Shane Macaulay, winner of a recent hacking contest, is offering the Fujitsu U810 laptop he broke into for sale on eBay

The winner of a recent hacking contest is offering the computer he broke into for sale on eBay, possibly with the Microsoft Vista attack code he used intact.

In a Monday listing, Shane Macaulay is selling the Fujitsu U810 laptop he won last Friday during the CanSecWest PWN 2 OWN contest. His listing claims that exploit code could probably still be extracted from the machine. Although he make no guarantees, he wrote, "My successfull [sic] exploitation of Vista SP1 remotely, is most likely still present."

"This laptop is a good case study for any forensics group/company/individual that wants to prove how cool they are, and a live example, not canned of what a typical incident responce sitchiation [sic] would look like."

Starting bid? $0.01.

Macaulay, a researcher with the Security Objectives consultancy, claims that his Adobe Flash exploit will affect 90 percent of computers worldwide.

He was one of two hackers to claim laptops and cash prizes for penetrating systems during last week's contest. Organizers offered Vista-, Mac OS-, and Linux-based laptops for the taking, along with prizes that varied from $5,000 to $20,000, depending on the difficulty of the exploit. By Friday, however, only the Linux laptop remained unbreached.

Although he listed his laptop just hours before April 1, a date that is usually met with widespread Internet pranking, Macaulay said the listing is no joke. According to him, he's simply looking to see what an unpatched exploit might fetch in the open market."I figure this is a good way to see... [what] an exploit for something that only a limited amount of people know about, is worth," he said in an e-mail interview.

"The system was delivered to me as my prize. I'm free to use it as I see fit," he added.

One hacker who knows Macaulay said that the April 1 listing is "a bit coincidental," but that he may not be worried about forfeiting the $5,000 in prize money TippingPoint paid him for his hack. "He makes good money," said Marc Maiffret, an independent security researcher, in an instant message interview. "It's all just funny to him."

If he's not playing an April Fool's joke, Macaulay may be running afoul of both the PWN 2 OWN contest rules, which prohibit disclosure of bug information prior to a patch.
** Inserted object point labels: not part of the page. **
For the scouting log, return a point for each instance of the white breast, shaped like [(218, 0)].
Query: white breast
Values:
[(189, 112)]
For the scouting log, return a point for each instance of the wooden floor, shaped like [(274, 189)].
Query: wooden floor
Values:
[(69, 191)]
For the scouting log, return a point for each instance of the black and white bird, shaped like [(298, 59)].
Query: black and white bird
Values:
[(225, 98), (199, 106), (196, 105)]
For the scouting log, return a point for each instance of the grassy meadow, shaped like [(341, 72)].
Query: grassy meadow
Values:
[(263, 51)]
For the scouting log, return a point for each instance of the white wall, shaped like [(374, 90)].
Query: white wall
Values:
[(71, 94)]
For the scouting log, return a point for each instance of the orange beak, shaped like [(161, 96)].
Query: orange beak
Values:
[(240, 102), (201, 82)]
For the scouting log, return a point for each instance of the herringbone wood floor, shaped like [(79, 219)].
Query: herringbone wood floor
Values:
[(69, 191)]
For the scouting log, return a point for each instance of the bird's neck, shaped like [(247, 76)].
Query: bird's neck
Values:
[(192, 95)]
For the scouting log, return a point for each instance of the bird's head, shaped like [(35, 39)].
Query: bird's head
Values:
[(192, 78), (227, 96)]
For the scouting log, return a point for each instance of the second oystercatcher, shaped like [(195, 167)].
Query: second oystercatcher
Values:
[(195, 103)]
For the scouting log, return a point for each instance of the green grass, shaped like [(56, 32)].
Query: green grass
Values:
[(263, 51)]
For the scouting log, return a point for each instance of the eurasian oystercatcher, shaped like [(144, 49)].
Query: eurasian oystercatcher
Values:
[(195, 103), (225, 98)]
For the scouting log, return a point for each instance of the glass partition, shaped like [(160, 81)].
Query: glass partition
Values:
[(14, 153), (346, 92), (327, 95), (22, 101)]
He may also be violating eBay's user agreement, which say that users may not "distribute viruses or any other technologies that may harm eBay, or the interests or property of eBay users."

Macaulay had some funny answers when asked about these issues.

On the eBay terms of service problem, he said that he knew "some highups," at the company and was "confident, when I speak with eBay they will grant me a waiver."

And does TippingPoint know about what he's doing? "I believe at some level," he answered. "I'm sure things might change as the word percolates to the executives. Maybe I shouldn't have sold the [TippingPoint] bag with the laptop!!"